The farewell discourse in John's gospel, 13:1-17:26, is a very powerful and intimate part of Jesus' teaching. Our particular passage for study comes from a section dealing with some questions from the disciples, 13:31-14:31. The particular subject of our passage is love. Jesus calls on his disciples to love one another, and he interprets this love within the frame of his own love for his disciples.
v31. Judas has now left the upper room and so Jesus can speak intimately with his disciples. He uses the title "Son of Man" to describe himself. This is a messianic title commonly used by Jesus. It literally means "the man", but refers to Daniel's "Son of Man", the one who comes in glory to reign. This Son of Man, says Jesus, is "now... glorified." That is, the betrayal has begun and his death is imminent. In John's gospel, the supreme manifestation of divine glory is found in the selfless act of Christ on the cross. Jesus includes "God" in this glory - a trinitarian idea. Both the Father and the Son share in the cross.
v32. This verse is difficult to understand, but it is probably making much the same point as v31. The revelation of God's majesty, his glorious character, is manifested in the lifting up of Christ on the cross. Both the Father and the Son share in the cross and both the Father and the Son are displayed, in all their splendor, in the cross.
v33. Jesus now tells his disciples something that will hurt them. He therefore uses a gentle and intimate term to address them - "My (little) children." He tells them he is going to leave them and they will not be able to follow him. He goes the way of the cross to the Father. Only Jesus can go the way of the cross, resurrection and ascension, only he can reign with the Ancient of Days in glory, but because he goes, his disciples will one day share his eternal glory.
v34. Jesus now gives his disciples a new commandment, cf. 1Jn.2:8. It is a "commandment" in the sense of being an important/emphatic word from the Master. It is "new", in that Christ's love is the measure of love, a Christ-like compassion, and it is new in that Christ's love for broken humanity is the ground of love, the means of love. Because of Christ's love for us (his death, resurrection and indwelling presence within) we are freed and impelled to love. "I have loved you in order that you may also love one another."
v35. Christ's indwelling presence within the individual believer and within the Christian community, impels us toward brotherly love - self-giving, sacrificial love. As Jesus was, so his disciples are, and this in the power of his indwelling love.

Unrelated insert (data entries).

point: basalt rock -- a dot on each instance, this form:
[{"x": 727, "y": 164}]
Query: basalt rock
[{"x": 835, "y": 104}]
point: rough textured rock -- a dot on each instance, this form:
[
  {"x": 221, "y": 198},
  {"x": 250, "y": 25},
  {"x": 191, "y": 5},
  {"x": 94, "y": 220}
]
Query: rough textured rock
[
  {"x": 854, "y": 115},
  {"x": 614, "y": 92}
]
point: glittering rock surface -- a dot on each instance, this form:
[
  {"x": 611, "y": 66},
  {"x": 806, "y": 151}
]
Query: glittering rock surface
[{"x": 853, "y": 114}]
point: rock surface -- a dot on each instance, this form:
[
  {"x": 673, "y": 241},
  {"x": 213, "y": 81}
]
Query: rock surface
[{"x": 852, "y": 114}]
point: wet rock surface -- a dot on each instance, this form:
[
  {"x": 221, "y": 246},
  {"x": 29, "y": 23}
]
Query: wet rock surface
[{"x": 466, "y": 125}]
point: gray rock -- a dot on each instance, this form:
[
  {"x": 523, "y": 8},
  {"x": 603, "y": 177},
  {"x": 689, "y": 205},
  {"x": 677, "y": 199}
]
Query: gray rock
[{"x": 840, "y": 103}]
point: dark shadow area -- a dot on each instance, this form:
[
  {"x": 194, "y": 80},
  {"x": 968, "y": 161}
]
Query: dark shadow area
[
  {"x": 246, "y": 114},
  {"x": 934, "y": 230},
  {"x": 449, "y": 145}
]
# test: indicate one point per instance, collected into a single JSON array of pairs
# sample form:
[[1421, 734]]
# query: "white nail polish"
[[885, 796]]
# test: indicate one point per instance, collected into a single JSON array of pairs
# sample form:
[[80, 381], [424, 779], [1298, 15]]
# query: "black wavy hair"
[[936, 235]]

Such is the distinguishing mark of a disciple.
In the early days of Christianity Chrysostom complained that love was not evidenced in the life of the Christian community. "Even now, there is nothing else that causes the heathen to stumble, except that there is not love..... Their doctrines they have long condemned, and in like manner they admire ours, but they are hindered by our mode of life."
Jesus tells us that the distinguishing mark of the Christian community is love. Not just warm feelings toward others in the church, but a compassionate self-giving toward the needs of our brothers and sisters in the Lord. Such is cross-bearing love.
The problem is that such love is a rare thing in the Christian church. Tertullian said of his generation that the heathen held his congregation in high regard. "'See', they say, 'how they love one another.'" Do they say that of us?
In truth, it is very difficult, if not impossible, to work up loving relationships with brothers and sisters in a church fellowship. Sometimes there are hurts to get over, racial, cultural and economic differences, problems of social status..... So, it is not always easy to find the emotional energy required to put ourselves out for the spiritual welfare of a brother or sister. Their eternal salvation needs to be paramount in our thinking, yet our own needs often take precedence over those of our brothers.
Jesus' death and resurrection not only serves as an example of how to love, but actually frees us and empowers us to love. On the one hand we are freed from the selfish and stifling power of the sinful self. The sinful self was crucified with Christ, thus we are freed to be the person we were designed to be, freed to care for God and each other. On the other hand we are empowered to love. We were raised with Christ and through his indwelling presence we are impelled to love as he loves. His character of love resides within, shaping us toward love.
So then, love, or better compassion, is not so much a matter of doing, but rather of receiving. Love is activated in our lives when we rest upon Christ's completed work. The prayer of faith, based upon a recognition of the indwelling power we possess in Christ, activates our loving and so sets us apart as disciples of Christ.
Of course, we will never love perfectly, in fact, there will be times when compassion is in short supply. We may be perfectly loving in Christ, but we are often less than loving in practice. So then, let us strive to be what we are, let us love.
Share examples of how you have tried to love others, but failed. Discuss the faith way; receiving as against doing.